Research Paper Volume 2, Issue 9 pp 582—596

ATM-independent, high-fidelity nonhomologous end joining predominates in human embryonic stem cells


Figure 6. XRCC4 knockdown and expression of a XRRC4 decoy partially reduces NHEJ in hESCs. (A) XRCC4 knockdown and NHEJ in hESCs. Western blot analysis of extracts with XRCC4 antibody was carried out 48 and 72 h after transfection of BG01V/NHEJ-red cells with non-targeted control siRNAs or siRNAs targeting XRCC4. The fold change in XRCC4 levels was calculated after normalization to GAPDH which served as a loading control. (B) BG01V/NHEJ-red cells were infected with Ad-I-SceI at 30 MOI, 48 h after knockdown. Cells were collected at 24 h post-infection for genomic DNA qPCR to determine repair. (C) XRCC4 decoy reduces NHEJ in hESCs.
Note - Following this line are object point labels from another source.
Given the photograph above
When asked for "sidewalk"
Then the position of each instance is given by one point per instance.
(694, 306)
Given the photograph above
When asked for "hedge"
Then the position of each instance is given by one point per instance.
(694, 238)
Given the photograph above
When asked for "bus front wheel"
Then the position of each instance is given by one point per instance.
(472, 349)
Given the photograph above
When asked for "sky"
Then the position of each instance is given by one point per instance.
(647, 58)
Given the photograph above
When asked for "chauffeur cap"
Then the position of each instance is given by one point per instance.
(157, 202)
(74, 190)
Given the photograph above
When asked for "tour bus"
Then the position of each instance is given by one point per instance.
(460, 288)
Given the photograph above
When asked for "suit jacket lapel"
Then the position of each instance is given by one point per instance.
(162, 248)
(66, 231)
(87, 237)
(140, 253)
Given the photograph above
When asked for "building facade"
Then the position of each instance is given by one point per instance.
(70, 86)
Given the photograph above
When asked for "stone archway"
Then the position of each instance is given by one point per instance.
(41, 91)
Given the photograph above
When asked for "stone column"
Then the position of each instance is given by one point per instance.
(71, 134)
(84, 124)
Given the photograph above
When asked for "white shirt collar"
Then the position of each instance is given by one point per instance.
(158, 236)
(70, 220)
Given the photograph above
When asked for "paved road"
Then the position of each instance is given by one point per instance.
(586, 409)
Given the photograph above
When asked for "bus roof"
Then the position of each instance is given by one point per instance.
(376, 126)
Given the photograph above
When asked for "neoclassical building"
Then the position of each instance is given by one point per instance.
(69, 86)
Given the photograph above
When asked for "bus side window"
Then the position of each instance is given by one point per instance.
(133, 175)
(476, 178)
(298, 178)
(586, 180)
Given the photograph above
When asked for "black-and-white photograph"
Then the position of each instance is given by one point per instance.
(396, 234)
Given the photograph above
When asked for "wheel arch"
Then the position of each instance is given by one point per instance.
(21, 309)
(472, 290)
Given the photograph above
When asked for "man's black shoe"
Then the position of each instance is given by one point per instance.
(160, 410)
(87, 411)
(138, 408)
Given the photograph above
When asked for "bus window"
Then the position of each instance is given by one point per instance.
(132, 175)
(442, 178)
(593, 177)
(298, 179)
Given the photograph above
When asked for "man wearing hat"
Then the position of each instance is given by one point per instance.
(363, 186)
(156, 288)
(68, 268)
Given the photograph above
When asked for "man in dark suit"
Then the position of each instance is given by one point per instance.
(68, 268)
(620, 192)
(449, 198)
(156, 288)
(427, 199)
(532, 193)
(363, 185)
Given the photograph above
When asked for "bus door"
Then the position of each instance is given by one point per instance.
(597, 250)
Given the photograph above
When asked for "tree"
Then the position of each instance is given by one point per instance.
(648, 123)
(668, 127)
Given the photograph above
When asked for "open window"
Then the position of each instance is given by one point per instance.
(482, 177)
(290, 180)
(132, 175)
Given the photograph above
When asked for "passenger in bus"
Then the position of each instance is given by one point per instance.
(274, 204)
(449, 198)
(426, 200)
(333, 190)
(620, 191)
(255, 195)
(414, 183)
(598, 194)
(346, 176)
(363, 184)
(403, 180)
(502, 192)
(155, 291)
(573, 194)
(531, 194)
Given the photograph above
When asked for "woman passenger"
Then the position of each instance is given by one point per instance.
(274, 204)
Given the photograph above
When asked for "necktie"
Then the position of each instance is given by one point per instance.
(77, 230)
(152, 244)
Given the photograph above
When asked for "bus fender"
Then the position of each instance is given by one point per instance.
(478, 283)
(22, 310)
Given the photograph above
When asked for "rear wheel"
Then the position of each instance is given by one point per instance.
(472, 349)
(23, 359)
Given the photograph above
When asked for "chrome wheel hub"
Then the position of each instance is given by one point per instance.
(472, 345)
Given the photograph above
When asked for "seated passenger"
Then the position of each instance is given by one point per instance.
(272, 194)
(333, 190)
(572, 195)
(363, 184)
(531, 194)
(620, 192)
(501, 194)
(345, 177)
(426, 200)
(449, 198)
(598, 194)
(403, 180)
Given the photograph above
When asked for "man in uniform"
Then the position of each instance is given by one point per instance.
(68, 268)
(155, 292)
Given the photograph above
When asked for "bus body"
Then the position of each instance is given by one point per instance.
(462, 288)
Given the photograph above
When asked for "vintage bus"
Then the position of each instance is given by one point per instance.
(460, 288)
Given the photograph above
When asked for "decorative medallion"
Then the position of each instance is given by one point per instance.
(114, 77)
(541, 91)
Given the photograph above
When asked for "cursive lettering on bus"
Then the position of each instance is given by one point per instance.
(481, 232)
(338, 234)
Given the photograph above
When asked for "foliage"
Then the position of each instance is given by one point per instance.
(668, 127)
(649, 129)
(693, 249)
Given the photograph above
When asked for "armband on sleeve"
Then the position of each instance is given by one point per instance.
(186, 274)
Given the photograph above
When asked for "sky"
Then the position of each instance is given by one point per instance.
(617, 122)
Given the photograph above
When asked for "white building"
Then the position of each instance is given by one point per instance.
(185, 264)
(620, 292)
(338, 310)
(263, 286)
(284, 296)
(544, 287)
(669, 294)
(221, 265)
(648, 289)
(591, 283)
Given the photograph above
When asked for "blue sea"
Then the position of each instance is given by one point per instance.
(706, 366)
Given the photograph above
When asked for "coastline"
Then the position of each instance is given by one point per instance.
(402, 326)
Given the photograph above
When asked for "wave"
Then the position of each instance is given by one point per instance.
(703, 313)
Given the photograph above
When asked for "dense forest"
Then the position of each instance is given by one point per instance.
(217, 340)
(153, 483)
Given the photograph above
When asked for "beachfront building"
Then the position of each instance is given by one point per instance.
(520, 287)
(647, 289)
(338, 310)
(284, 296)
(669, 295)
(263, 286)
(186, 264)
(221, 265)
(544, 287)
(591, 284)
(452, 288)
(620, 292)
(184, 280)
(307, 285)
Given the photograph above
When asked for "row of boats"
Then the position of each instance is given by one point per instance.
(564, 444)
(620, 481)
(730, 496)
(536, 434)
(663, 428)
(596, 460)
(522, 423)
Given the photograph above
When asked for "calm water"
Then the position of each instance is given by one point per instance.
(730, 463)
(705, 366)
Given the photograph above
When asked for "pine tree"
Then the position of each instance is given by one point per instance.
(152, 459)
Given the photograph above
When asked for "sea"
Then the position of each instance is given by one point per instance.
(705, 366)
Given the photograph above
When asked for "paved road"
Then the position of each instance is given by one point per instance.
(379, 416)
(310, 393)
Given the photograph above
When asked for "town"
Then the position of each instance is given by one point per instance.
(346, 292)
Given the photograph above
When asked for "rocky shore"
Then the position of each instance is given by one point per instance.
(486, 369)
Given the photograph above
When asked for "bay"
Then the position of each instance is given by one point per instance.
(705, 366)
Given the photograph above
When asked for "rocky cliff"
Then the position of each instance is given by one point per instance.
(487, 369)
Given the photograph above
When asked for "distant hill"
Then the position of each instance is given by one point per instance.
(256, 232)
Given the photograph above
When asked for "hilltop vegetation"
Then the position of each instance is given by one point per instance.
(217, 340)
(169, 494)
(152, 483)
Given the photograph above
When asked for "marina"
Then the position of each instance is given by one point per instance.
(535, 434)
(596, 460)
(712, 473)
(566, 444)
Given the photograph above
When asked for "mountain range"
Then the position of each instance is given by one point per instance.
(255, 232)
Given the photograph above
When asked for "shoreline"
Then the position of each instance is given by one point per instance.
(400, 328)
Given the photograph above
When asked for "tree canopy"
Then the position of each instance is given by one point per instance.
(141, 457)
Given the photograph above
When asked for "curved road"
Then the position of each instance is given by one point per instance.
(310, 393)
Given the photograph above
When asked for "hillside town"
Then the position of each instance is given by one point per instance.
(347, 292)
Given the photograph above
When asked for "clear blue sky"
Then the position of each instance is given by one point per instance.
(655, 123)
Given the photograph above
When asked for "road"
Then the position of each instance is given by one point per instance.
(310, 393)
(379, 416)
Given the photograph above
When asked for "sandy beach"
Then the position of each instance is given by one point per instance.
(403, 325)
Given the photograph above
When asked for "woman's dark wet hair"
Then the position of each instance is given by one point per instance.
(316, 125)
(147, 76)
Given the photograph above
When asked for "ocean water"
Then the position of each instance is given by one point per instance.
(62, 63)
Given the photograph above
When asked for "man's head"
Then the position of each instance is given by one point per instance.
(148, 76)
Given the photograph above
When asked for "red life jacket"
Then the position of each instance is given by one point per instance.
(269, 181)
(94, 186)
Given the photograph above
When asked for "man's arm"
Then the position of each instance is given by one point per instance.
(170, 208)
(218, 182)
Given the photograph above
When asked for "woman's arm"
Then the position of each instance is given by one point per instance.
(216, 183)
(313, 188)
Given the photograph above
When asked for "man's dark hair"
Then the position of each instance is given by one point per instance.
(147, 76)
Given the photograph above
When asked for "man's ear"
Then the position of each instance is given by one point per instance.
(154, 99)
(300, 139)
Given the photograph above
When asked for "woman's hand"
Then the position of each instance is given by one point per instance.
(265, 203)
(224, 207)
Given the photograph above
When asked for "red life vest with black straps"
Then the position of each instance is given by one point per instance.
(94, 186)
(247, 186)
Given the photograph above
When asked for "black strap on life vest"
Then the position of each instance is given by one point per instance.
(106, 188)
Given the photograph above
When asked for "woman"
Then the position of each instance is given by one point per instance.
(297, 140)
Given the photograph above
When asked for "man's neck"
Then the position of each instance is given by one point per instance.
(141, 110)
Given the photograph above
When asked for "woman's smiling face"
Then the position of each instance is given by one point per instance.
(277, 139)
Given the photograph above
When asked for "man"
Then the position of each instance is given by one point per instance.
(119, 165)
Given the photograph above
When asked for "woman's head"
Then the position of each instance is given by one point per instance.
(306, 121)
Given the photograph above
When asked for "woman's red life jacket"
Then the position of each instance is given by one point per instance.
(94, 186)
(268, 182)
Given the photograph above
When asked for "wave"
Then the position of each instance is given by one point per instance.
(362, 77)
Immunocytochemistry (top panel) and western blot (bottom panel) of BG01V/NHEJ-red cells 48 h after infection with the Ad-Flag-XRCC4115-293 virus described previously [31], or an EGFP expressing adenovirus. (D) BG01V/NHEJ-red cells were infected with either adenovirus for 48 h and then infected with Ad-SceI and harvested 24 h later. (Columns) Relative NHEJ levels were determined by qPCR and normalized to β-actin levels (Error bars) SEM of three samples. Fold (x) and statistical significance indicate changes in the relative repair levels as compared to those in the I-SceI-expressing cells treated with non-targeting control siRNA.